[34] Decision

58 14 0
                                    

Selepas perkataan Bekhyun mengenai Jihyoung, aku memutuskan diam saja, menikmati alur pesta malam ini. Mataku masih tetap segar menyala menatap orang-orang yang semakin lama semakin berkurang. Pembawa acara, juga rentetan acara lainnya terselesaikan dengan sempurna. Aku yakin, banyak yang kagum dengan acara malam ini.

Jangankan mereka, aku saja terkagum-kagum.

"Ya!" teguran pelan Baekhyun menyadarkanku.

Aku tergagap. "Haa?" mataku menatap irisnya.

"Kau melamun?"

Aku menggeleng pelan. "Ada apa?"

Dia berdiri, lalu menawarkan tangannya padaku. "Kita sudah bisa pulang,"
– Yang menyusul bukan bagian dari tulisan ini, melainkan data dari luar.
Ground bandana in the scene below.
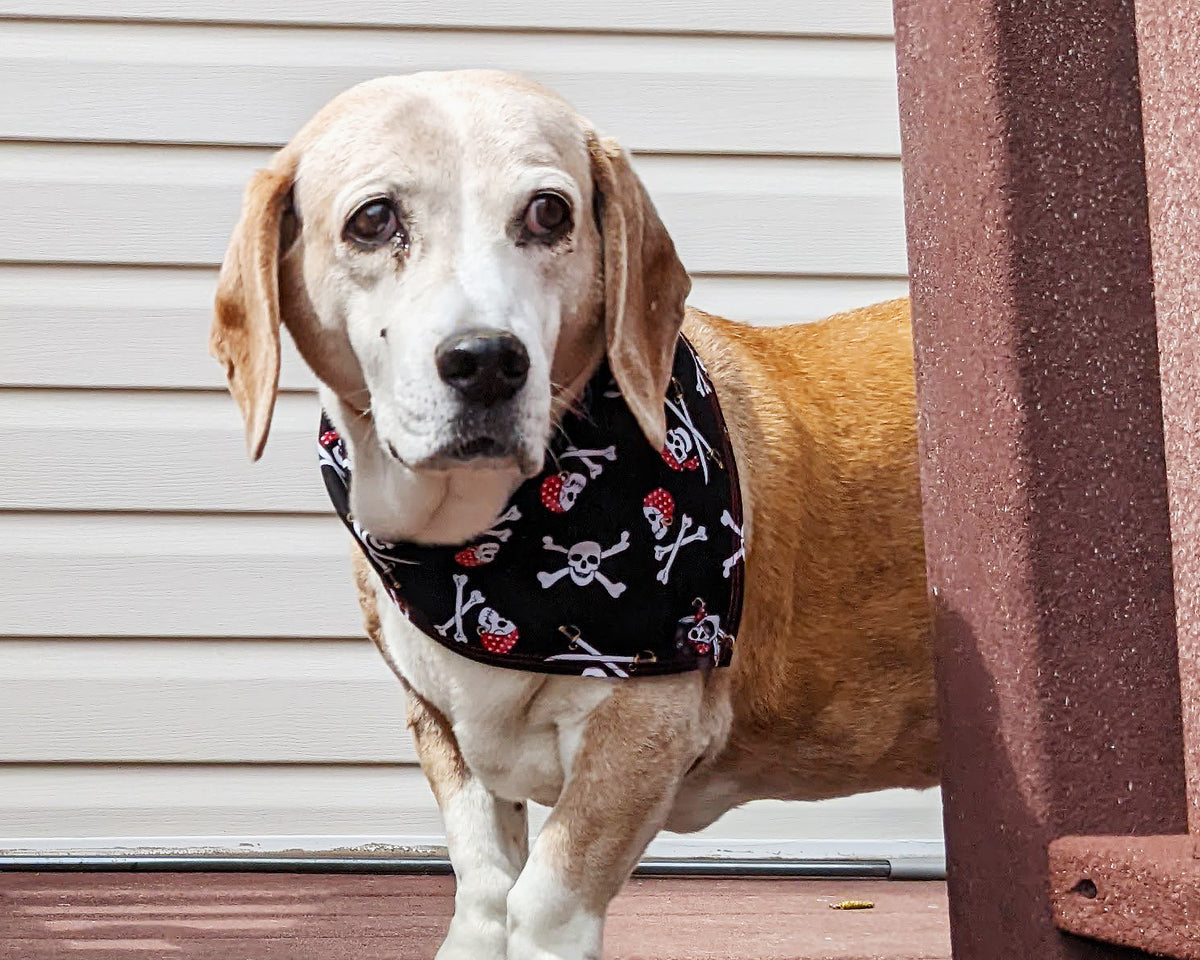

Aku mengernyit heran menatapnya yang berdiri menghadapku. "Tapi kan..."

"Tamunya tinggal beberapa Yena. Kita pengantin, bukan CS," penjelasan tak pentingnya membuatku jengah. Dia selalu menyadarkanku dengan cara yang sadis.

Aku mengambil tangannya, mencoba berdiri dengan banyak riasan yang melekat pada tubuhku saat ini. "Kita pulang nih?" tawarku.

Dia memutar mata sipitnya. "Astaga. Iya! Kita pulang!" serunya sedikit tertahan.

Aku terkekeh melihat ekspresi geramnya. "Kemana?" kali ini aku serius.

"Kerumahku. Maumu kemana?" dia semakin panas.

"Bukannya rumahmu masih di renovasi?" aku penasaran.

Dia menyentak tanganku dalam genggamannya. "Astaga! Sudah selesai, Bodoh."

Aku terhenyak. Sedikit sakit hati dengan perkataannya.

Tadinya, aku ingin kembali duduk saja, menghiraukan ajakannya. Namun, pembawa acara yang luar biasa menggangu ini, membuat semua mata menatap kami berdua.

"Pengantinnya tak mau pulang juga ya? Masih mau disini ya?"

Bisa kulihat Baekhyun terkekeh saat melihatku memerah mendengar perkataan itu. Suara riuh juga menyahut. Bisa kuyakini itu dari teman-teman sekantornya Baekhyun.

"Kau memang mau disini ya?" tangan Baekhyun kembali terulur.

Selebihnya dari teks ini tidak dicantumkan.